Lower semicontinuity of monotone functionals in the mixed topology on $C_b$

TL;DR

This paper characterizes the lower semicontinuity of monotone functionals on bounded continuous functions in terms of the mixed topology, linking it to dual representations with countably additive measures, with applications in finance.

Contribution

It establishes the equivalence between lower semicontinuity in the mixed topology and dual representations for convex monotone functionals on $C_b$, and studies their regularity and continuity properties.

Findings

Lower semicontinuity in the mixed topology corresponds to dual representation with countably additive measures.

Continuity in the mixed topology is equivalent to continuity on norm bounded sets for convex monotone maps.

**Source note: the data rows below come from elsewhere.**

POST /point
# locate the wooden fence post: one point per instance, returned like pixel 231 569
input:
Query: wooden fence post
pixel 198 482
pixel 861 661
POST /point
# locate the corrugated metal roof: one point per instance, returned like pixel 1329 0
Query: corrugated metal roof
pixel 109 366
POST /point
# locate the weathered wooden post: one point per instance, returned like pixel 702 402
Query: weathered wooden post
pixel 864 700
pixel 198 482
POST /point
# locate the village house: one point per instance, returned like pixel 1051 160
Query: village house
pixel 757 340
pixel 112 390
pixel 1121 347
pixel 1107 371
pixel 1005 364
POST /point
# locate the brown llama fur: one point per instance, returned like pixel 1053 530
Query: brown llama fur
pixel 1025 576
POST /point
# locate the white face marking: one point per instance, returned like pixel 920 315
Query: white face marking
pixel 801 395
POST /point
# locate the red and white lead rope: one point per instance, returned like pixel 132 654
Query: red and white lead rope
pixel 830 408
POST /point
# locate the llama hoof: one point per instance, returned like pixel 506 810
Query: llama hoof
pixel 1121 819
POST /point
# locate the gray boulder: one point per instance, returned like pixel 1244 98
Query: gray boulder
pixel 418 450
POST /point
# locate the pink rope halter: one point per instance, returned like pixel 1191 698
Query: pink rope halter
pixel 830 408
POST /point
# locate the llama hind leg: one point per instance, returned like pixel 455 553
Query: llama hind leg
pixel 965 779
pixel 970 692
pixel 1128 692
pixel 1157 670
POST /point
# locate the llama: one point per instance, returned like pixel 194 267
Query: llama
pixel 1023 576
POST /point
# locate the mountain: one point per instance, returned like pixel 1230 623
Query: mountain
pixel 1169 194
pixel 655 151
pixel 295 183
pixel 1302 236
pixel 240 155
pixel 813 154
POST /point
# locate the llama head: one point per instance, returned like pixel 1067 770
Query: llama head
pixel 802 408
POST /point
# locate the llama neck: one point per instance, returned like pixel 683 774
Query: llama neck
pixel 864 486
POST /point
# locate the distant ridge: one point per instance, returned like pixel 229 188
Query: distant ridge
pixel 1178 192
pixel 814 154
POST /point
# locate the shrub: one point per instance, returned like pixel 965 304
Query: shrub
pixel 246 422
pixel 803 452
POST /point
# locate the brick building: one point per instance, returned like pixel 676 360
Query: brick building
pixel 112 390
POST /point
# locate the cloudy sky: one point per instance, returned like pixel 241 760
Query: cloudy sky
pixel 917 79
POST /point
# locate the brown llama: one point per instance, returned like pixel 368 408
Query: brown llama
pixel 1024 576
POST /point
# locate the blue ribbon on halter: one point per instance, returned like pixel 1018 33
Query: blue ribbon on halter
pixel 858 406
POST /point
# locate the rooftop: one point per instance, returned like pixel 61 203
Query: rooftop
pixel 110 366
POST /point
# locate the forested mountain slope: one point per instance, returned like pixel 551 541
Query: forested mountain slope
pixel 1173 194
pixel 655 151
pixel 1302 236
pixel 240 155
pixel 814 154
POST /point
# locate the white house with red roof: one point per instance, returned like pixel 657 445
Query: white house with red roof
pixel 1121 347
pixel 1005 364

Regularity properties of capacities and dual representations of Choquet integrals are characterized.

Abstract

The main result of this paper characterizes the continuity from below of monotone functionals on the space $C_b$ of bounded continuous functions on an arbitrary Polish space as lower semicontinuity in the mixed topology. In this particular situation, the mixed topology coincides with the Mackey topology for the dual pair $(C_b,{\rm ca})$, where ${\rm ca}$ denotes the space of all countably additive signed Borel measures of finite variation. Hence, lower semicontinuity in the mixed topology of convex monotone maps $C_b\to \mathbb R$ is equivalent to a dual representation in terms of countably additive measures. Such representations are of fundamental importance in finance, e.g., in the context of risk measures and super hedging problems. Based on the main result, regularity properties of capacities and dual representations of Choquet integrals in terms of countably additive measures for $2$-alternating capacities are studied. In a second step, the paper provides a characterization of equicontinuity in the mixed topology for families of convex monotone maps. As a consequence, for every convex monotone map on $C_b$ taking values in a locally convex vector lattice, continuity in the mixed topology is equivalent to continuity on norm bounded sets.